14. The method of claim 12 or 13, wherein the first gene encodes a first lineage-specific cell-surface antigen.
15. The method of claim 14, wherein the first lineage- specific cell-surface antigen is selected from the group consisting of CD33, CD19, CD123, CLL-1, CD30, CD5, CD6, CD7, CD38, and BCMA.
16. The method of any one of claims 1-15, wherein the second target sequence is present in a second gene, a transcriptional control element operably linked thereto, or a portion of the gene and transcriptional control element.
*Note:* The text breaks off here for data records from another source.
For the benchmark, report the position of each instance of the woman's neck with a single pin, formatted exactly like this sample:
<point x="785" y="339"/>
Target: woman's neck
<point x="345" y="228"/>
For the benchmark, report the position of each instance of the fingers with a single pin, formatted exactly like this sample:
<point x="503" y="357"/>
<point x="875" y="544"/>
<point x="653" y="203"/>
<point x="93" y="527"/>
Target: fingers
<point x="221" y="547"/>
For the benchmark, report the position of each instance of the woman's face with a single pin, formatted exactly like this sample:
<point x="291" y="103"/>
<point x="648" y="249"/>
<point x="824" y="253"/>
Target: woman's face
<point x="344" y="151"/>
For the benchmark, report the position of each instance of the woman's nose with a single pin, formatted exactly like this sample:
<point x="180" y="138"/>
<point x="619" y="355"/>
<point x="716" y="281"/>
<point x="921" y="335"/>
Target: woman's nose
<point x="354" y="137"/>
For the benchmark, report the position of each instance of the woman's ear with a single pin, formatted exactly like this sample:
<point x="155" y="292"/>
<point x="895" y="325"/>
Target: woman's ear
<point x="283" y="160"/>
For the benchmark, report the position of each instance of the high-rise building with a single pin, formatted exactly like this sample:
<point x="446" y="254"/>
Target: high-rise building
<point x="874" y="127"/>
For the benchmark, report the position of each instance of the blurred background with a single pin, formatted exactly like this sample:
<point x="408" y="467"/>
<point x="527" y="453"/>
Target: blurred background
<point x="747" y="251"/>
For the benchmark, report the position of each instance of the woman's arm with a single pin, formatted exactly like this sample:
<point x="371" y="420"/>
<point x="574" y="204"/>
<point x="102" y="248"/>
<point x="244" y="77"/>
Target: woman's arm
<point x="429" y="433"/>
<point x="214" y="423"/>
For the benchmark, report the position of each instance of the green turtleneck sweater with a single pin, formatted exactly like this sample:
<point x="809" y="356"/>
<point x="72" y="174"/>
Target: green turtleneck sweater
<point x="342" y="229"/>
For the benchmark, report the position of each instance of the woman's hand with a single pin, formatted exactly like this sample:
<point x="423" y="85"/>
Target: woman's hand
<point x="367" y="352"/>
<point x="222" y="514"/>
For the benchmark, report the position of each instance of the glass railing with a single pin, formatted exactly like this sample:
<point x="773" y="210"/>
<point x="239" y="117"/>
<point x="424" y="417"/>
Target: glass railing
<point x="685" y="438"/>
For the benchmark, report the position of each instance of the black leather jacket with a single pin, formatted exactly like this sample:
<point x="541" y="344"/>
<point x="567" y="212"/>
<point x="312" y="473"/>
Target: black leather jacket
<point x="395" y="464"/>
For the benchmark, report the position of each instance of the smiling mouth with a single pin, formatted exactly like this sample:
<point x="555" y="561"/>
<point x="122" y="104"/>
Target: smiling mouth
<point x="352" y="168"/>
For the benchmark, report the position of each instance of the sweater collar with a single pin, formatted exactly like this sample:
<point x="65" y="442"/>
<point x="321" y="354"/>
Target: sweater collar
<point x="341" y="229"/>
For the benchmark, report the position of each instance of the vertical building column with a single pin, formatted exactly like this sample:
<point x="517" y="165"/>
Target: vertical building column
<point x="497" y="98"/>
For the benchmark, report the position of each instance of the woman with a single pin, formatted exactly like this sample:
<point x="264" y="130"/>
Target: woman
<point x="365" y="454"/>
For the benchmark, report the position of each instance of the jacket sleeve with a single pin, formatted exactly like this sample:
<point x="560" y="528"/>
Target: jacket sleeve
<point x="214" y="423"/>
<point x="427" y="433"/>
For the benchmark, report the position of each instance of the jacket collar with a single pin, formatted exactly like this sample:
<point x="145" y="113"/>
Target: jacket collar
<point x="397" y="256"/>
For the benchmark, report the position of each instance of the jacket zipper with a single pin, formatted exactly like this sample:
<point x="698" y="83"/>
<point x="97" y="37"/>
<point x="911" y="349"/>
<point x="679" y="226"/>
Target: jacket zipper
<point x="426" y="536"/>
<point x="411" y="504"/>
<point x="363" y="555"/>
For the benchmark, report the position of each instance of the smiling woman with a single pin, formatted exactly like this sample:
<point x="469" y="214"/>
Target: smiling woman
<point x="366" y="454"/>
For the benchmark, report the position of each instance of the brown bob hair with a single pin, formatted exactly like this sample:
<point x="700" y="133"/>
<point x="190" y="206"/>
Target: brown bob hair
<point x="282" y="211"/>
17. The method of claim 16, wherein the genomic modification of the second target sequence results in reduced or eliminated expression of the product encoded by the second gene, or expression of a variant of the product expressed by wild-type cells of the same cell type that do not harbor a genomic modification in the second target sequence.
18. The method of claim 16 or 17, wherein the second gene encodes a second lineagespecific cell-surface antigen.
19. The method of claim 18, wherein the second lineage- specific cell-surface antigen is selected from the group consisting of CD33, CD19, CD123, CLL-1, CD30, CD5, CD6, CD7, CD38, and BCMA.
20. The method of any one of claims 15-19, wherein the first lineage-specific cell-surface antigen is CD33.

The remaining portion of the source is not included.